The prevalence for DENV in the cohort of patients studied was 21.02% (95% CI: 14.65–27.39), which was confirmed by conventional PCR and real-time PCR; an attack rate of 40.99 cases per 100,000 inhabitants was also reported. The results of the serotyping by multiplex PCR showed that 30 samples (90.9%) belonged to DENV-2, two samples (6.1%) to DENV-1, and one sample (3.0%) to DENV-3. The mean age range of the infected population was 21.09 years (SEM 2.04), and women (72.7%) were more affected than men. The prevalence of CHIKV was 29.94% (95% CI: 22.77–37.10), which was confirmed by conventional PCR and sequencing; this corresponded to an attack rate of 58.38 cases per 100,000 inhabitants. The mean age of the infected population was 21.09 years (SEM 2.34), and again the most affected population was women, with 59.6% of the positive cases occurring in women. Finally, the prevalence of ZIKV, confirmed by real-time PCR, was 18.47% (95% CI: 12.40–24.54), corresponding to an attack rate of 36.02 cases per 100,000 inhabitants. Again, the population most affected was women (86.2%), but in contrast to what was found for DENV and CHIKV, the average age of the infected ZIKV population was statistically higher, with a mean of 29.72 years (SEM 2.09). The consolidated results of these analyses are shown in Table 2.

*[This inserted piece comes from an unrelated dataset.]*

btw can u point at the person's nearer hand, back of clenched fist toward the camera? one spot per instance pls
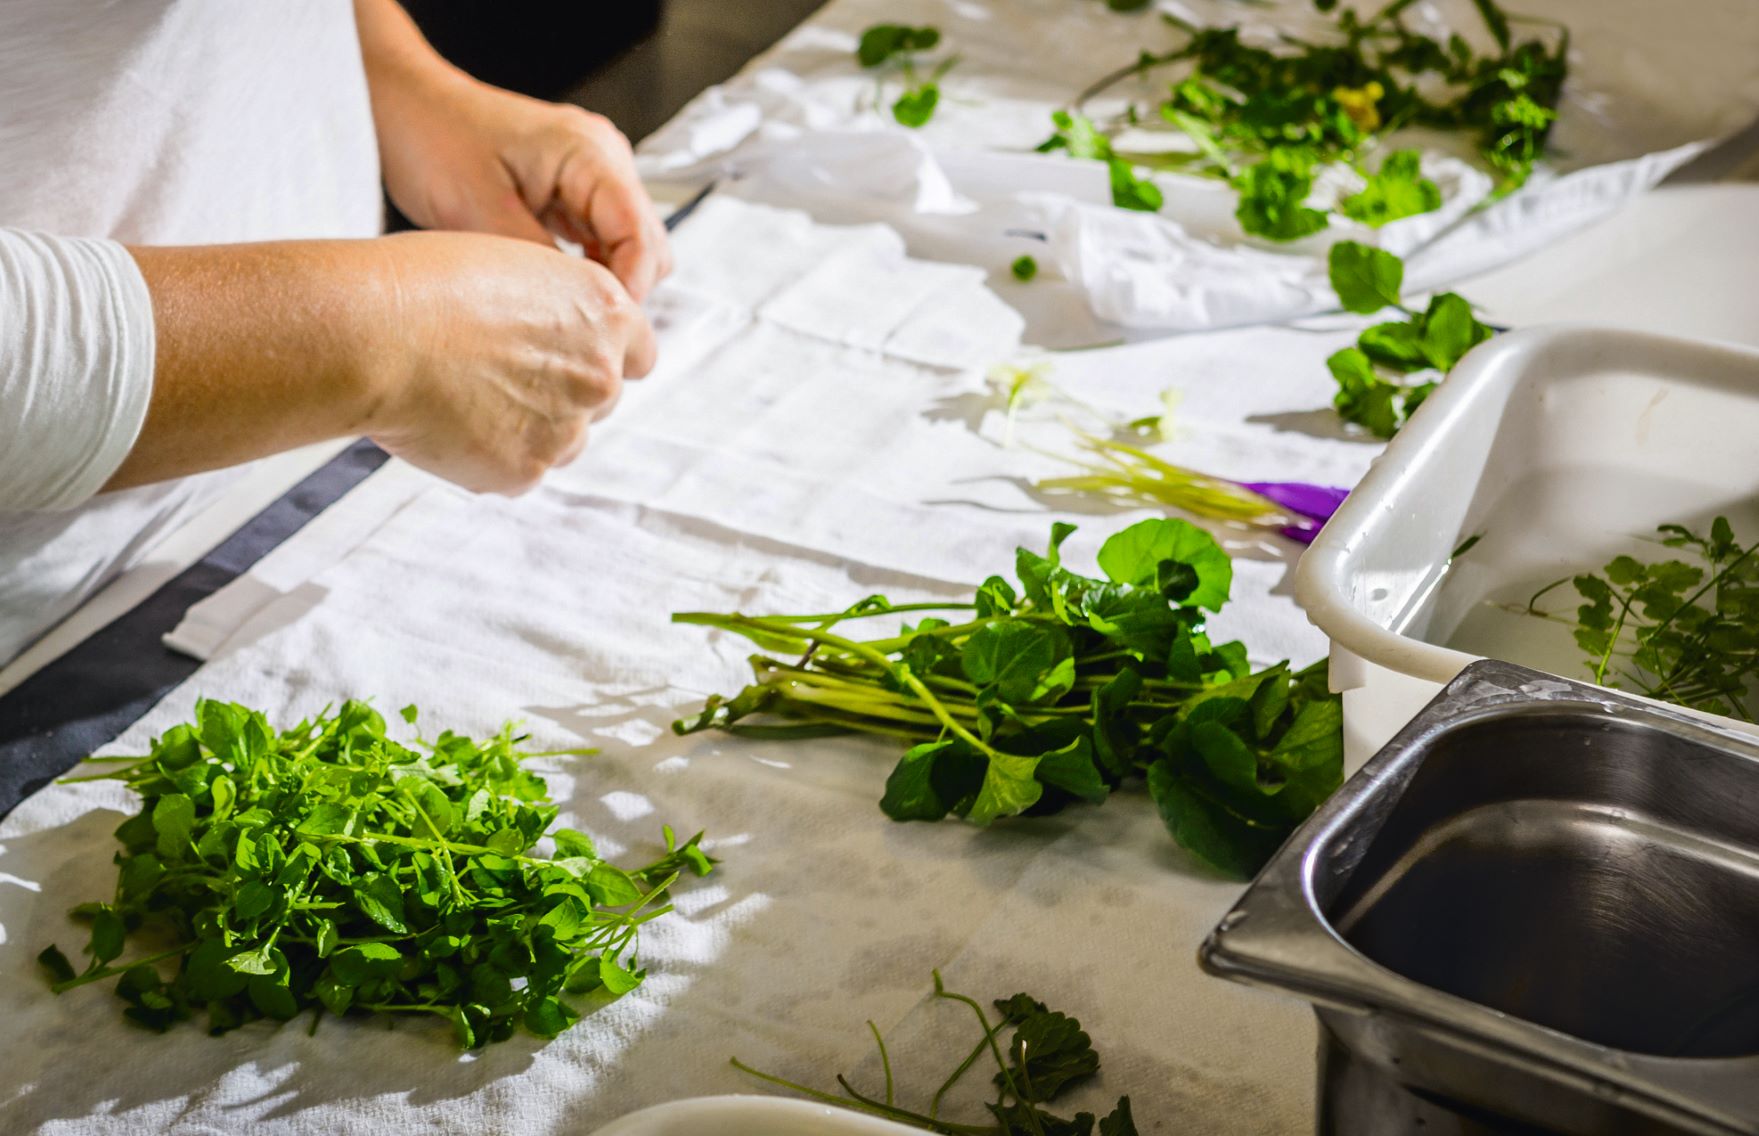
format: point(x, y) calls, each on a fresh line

In addition to the co-circulation of the three studied arboviruses, co-infection was also found among them. The prevalence of DENV/CHIKV co-infection was 7.64% (95% CI: 3.49–11.80), that of DENV/ZIKV was 6.37% (95% CI: 2.55–10.19), and that of CHIKV/ZIKV was 5.10% (95% CI: 1.66–8.54), with attack rates of 14.90, 12.42, and 9.93 cases per 100,000 inhabitants, respectively. Furthermore, three patients were found co-infected with all three viruses (prevalence of 1.91%; 95% CI: 0.00–4.05), corresponding to an attack rate of 4.96 cases per 100,000 inhabitants. The mean age of the patients co-infected with either DENV/CHIKV, DENV/ZIKV, or CHIKV/ZIKV was 23.17 (SEM 4.57), 26.50 (SEM 2.35), and 30.13 (SEM 2.91) years, respectively, and that of the patients with the triple infection was 29.72 years (SEM 2.09). Except for the cases of DENV/CHIKV co-infection (in which both men and women were equally affected), women were more affected than men (with higher percentages reaching up to 87.5%). The consolidated results are shown in Table 3.

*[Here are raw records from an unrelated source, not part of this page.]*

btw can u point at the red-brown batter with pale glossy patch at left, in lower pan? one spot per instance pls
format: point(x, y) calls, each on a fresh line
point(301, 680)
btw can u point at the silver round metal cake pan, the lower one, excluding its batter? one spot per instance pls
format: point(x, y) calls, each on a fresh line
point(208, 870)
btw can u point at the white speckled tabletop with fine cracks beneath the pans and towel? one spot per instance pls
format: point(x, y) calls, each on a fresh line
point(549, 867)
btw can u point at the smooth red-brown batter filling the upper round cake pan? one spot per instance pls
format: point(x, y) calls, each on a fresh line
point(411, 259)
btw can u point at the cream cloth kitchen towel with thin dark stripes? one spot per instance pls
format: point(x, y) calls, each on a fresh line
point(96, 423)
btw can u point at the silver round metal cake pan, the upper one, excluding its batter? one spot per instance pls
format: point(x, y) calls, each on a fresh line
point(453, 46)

The analysis of the sequences performed using BLAST and the on-line DENV, ZIKV & CHIKV typing tool confirmed the circulation of the Asian/American genotype of DENV-2 with a homology of 99% with strains of DENV-2 previously reported in the region of Norte de Santander during 2005 (GQ868556). For DENV-3, the presence of genotype III displayed a 99% homology with strains previously reported in the north of Venezuela in 2007 (FJ898474). For DENV-1, the circulation of genotype V displayed a 98% homology with strains of DENV-1 previously reported in Colombia in 2008 (Santander - GQ868570) and in the Department of Sucre in 2009 (HM635907). The sequencing of CHIKV amplicons confirmed the presence of the Asian strain in Colombia and showed a 99% homology to different sequences previously reported from Colombia (KX496989, KU518343), Haiti (KX702402), Brazil (KU355832), Mexico (KT247385) and other countries from the Caribbean and Latin America. Neighbor-joining phylogenetic trees based on partial DENV and CHIKV Sequences are presented as Additional file 1: Figure S1, Additional file 2: Figure S2, Additional file 3: Figure S3, Additional file 4: Figure S4.